Questa la lettera con cui #Sedicesimouomo si presenta. Vedremo cosa succederà.

La prima persona singolare.
Io sono capace, io sono adeguato, io ho l’esperienza necessaria, io ho le competenze, io ho giocato ad alto livello.
Io.
Le prossime elezioni federali sembrano fin da ora un Festival dell’Ego.
Ma abbiamo tutti imparato che non esiste sport di squadra più esigente del rugby, un meccanismo pensato per premiare il lavoro di 15 e non il narcisismo di uno.
Per ripartire serve una squadra.

Una squadra che vada oltre ai titolari e ai titoli, che si affidi a chi ha le competenze e le idee giuste, che non si preoccupi di essere ‘solo’ il sedicesimo uomo. Serve un Amministratore Delegato con esperienza nella gestione di società ed enti sportivi, un CFO preparato e capace di interpretare gli scenari complessi di un organismo complesso, un Direttore Commerciale per costruire e vendere il prodotto rugby, un Direttore Marketing che abbia visione strategica, un Direttore della Comunicazione consapevole del peso dei nuovi media e della necessità di ricostruire un’immagine e così via, fino alla Direzione Tecnica. Il Presidente è quello che ci mette la faccia, indica la strada, pensa la strategia e rappresenta i nostri Valori, non un uomo solo al comando ma l’espressione di un gruppo solido.
L’interprete di un cambiamento che da solo, senza la squadra vale poco o nulla.

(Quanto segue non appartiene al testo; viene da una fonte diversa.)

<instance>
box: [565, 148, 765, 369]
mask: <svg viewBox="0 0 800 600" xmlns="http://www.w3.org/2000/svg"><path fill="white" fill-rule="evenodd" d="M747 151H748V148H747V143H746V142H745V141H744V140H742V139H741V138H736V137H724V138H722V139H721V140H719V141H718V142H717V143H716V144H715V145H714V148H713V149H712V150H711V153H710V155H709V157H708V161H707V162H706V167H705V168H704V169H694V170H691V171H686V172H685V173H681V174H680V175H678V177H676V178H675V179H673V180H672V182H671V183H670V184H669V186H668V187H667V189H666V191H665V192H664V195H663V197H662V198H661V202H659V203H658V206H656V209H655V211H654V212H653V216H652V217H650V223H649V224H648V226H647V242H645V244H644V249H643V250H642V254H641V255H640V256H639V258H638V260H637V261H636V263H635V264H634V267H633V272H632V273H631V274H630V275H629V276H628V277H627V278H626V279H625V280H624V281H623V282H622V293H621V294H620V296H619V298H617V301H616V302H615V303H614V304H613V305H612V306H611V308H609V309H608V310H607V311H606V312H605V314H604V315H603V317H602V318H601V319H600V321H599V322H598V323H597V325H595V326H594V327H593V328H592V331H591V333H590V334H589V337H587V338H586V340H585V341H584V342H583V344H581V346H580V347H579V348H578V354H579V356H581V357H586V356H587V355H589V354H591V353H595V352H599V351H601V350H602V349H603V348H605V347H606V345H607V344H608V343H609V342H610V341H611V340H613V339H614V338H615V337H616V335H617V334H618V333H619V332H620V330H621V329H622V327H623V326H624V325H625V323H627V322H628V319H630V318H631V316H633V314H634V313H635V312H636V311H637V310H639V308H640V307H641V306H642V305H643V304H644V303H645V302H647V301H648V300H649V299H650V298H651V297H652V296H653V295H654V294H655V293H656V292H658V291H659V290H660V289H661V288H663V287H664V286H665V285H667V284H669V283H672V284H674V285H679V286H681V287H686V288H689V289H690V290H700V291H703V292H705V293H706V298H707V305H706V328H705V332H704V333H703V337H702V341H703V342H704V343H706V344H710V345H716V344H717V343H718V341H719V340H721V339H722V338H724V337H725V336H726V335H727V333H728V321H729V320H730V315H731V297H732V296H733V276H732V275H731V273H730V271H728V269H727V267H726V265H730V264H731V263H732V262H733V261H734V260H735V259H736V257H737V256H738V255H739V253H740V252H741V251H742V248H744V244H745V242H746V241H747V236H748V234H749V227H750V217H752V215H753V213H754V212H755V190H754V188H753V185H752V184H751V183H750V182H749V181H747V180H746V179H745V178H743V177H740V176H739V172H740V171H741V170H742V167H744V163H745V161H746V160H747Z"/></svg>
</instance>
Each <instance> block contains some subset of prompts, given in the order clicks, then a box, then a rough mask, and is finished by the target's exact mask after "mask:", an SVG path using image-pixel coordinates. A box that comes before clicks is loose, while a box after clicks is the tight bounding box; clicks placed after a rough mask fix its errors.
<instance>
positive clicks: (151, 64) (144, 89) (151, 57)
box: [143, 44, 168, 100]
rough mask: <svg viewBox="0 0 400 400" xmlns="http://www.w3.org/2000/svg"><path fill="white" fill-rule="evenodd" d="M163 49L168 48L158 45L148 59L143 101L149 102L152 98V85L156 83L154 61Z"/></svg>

Competenze e idee innovative che non siano per forza ostili, che non siano pensate per reazione. Idee che sappiano correggere gli errori fatti e cogliere e sviluppare ciò che di buono è stato seminato. Facendosi domande, prima di formulare le risposte. Perché la Nazionale non vince? Perché i campionati non interessano più? Che funzione hanno Accademie e Centri di Formazione? Perché non si riesce a coinvolgere con più costanza il Sud nel rugby italiano? Perché gli italiani non si appassionano più al rugby? Perché l’Italia non è alle Olimpiadi? Domande obbligatorie, solo alcune tra tante. Perché la FIR torni al suo ruolo di servizio e costruzione del movimento, perché trovi soluzioni efficaci e realizzabili rispetto al contesto dei lenti processi della politica sportiva italiana, bisogna pensarne una diversa.

Da qui nasce “Sedicesimo Uomo”, fatto da persone che amano il rugby e che, proprio come il sedicesimo uomo accettano di far parte di un gruppo senza cercare i riflettori, un collettivo che vuole invertire la china faticosa degli ultimi anni.
Un laboratorio dunque, non una corrente che si limita a esprimere un candidato alla presidenza. Perché, come detto, i nomi arrivano solo dopo le idee e le idee nascono da un confronto serrato, dai dubbi che si trasformano in certezze.

Questa è una lettera aperta, non un manifesto programmatico, perché i manifesti, i progetti, nascono dalla passione e dalle competenze di tanti, non dalla spinta isolata di alcuni.
Il futuro lo scriviamo insieme.

Se Sedicesimo Uomo nasce è perché qualcosa nel rugby italiano si è rotto e serve un cambiamento concreto e netto. Chi sottoscrive questo documento non lo fa per antagonismo ma per voglia di cambiamento. Già da questa settimana inizieremo a porre dei quesiti e a cercare risposte.

Sedicesimo Uomo è uno spazio aperto di confronto, ci scontreremo fino a trovare un punto d’equilibrio. Un flusso continuo e finalmente costruttivo tra chi il rugby lo vive quotidianamente, in un modo o nell’altro. Per disegnare, assieme, un futuro del rugby italiano diverso, moderno e non curarsi più di un passato che non può, non deve tornare.